Hyperbaton is figure of speech in which words in an sentence are not in their expected order. It is classified as a figure of disorder and often is used to emphasize a particular word or phrase. In English its effect can be quite startling or occasionally confusing, but in a highly inflected language such as Latin it is far more common.
Like other figures of disorder, hyperbaton interrupts the expected flow of a sentence. In English, for instance, it is common for a sentence to have the basic word order subject-verb-direct object, as in, "Michael ate the fish." If it is rearranged as "Michael the fish ate," which has subject-direct object-verb word order, the sentence draws greater attention to itself. The word or phrase that is out of order is particularly emphasized — in this case, "the fish." The point of the hyperbaton in this example might be to emphasize that Michael ate the fish, as opposed to the chicken or the beef or the vegetables.

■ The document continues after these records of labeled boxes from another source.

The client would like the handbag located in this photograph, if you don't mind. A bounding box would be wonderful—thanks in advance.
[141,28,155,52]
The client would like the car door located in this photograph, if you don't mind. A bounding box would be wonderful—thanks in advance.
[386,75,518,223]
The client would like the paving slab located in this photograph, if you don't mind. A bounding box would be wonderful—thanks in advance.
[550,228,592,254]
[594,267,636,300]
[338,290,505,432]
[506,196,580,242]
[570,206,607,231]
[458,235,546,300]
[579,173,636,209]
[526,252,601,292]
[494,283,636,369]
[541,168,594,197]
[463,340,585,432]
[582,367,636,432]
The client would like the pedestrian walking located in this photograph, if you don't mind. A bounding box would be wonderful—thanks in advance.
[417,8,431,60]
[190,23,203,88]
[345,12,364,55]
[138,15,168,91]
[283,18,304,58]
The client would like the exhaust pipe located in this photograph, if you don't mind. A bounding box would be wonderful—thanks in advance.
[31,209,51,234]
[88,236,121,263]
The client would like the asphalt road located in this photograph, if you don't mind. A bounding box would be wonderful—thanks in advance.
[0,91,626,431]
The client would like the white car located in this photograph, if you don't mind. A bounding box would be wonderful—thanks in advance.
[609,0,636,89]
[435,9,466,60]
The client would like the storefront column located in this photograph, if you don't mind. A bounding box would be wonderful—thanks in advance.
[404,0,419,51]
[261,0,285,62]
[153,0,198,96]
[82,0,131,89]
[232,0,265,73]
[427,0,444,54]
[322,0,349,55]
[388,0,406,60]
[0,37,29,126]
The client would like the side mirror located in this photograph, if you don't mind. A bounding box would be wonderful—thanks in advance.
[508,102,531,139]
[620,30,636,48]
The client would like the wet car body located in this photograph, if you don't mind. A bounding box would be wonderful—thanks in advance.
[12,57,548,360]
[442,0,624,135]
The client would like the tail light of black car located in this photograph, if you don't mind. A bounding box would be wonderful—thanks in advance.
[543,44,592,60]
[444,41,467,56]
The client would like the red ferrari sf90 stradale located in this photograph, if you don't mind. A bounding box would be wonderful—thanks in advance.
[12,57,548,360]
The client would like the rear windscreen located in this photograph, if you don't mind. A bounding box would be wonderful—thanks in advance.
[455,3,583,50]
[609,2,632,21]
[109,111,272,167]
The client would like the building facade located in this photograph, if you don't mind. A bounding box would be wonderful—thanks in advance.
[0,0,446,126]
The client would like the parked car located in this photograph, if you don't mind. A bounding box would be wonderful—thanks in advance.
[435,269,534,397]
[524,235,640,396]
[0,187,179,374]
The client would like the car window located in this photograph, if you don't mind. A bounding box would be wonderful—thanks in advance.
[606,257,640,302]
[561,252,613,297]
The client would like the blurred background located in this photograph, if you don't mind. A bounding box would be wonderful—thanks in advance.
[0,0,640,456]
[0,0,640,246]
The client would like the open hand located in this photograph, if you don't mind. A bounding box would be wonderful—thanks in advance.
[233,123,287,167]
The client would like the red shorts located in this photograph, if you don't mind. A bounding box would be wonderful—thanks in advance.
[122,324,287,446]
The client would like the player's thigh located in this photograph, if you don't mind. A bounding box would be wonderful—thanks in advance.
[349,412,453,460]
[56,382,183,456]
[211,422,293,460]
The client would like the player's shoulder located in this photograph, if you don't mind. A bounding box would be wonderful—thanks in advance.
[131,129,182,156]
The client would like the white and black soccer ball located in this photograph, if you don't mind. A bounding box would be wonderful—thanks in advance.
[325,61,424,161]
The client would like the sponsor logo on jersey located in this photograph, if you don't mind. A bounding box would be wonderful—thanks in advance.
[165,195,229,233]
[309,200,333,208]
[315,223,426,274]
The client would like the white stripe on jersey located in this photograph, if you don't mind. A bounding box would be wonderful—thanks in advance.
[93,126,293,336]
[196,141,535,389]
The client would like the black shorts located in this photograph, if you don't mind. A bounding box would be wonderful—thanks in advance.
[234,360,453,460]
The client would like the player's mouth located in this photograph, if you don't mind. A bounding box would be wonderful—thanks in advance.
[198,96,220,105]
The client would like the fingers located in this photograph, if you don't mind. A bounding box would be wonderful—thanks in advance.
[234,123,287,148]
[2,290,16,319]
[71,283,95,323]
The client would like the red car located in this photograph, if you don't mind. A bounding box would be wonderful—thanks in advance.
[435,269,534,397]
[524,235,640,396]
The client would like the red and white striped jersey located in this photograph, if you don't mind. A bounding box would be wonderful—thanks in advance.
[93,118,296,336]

In metered or rhyming poetry, hyperbaton is sometimes employed to make a sentence fit into the poem's structure. When done poorly, this can result in clumsy phrasing, but when done well it may also add emphasis in desired places. Shakespeare does this in Othello when he writes, "Nor scar that whiter skin of hers than snow," instead of the expected, "Nor scar her skin that is whiter than snow." The purpose of the hyperbaton here is twofold. On the one hand it makes the line fit into iambic pentameter, but it also moves the word "whiter" closer the beginning of the line for emphasis.
Hyperbaton can be used much more naturally with inflected languages, which tend to have more flexible word order than English. In Latin, for example, the most common sentence structure is subject-direct object-verb. So much grammatical information is stored in the endings of the words themselves that this order can be changed more easily without undue confusion. This would place a mild emphasis on the word that comes first, much as an English speaker might change his or her inflection slightly for emphasis.
There are a number of closely related literary terms that refer to specific types of hyperbaton. Anastrophe, for instance, is sometimes used interchangeably with hyperbaton, but anastrophe more technically refers to moving only one word out of its expected syntax rather than an entire phrase. Hysterologia is a form of hyperbaton where a word or phrase is inserted between a preposition and its object.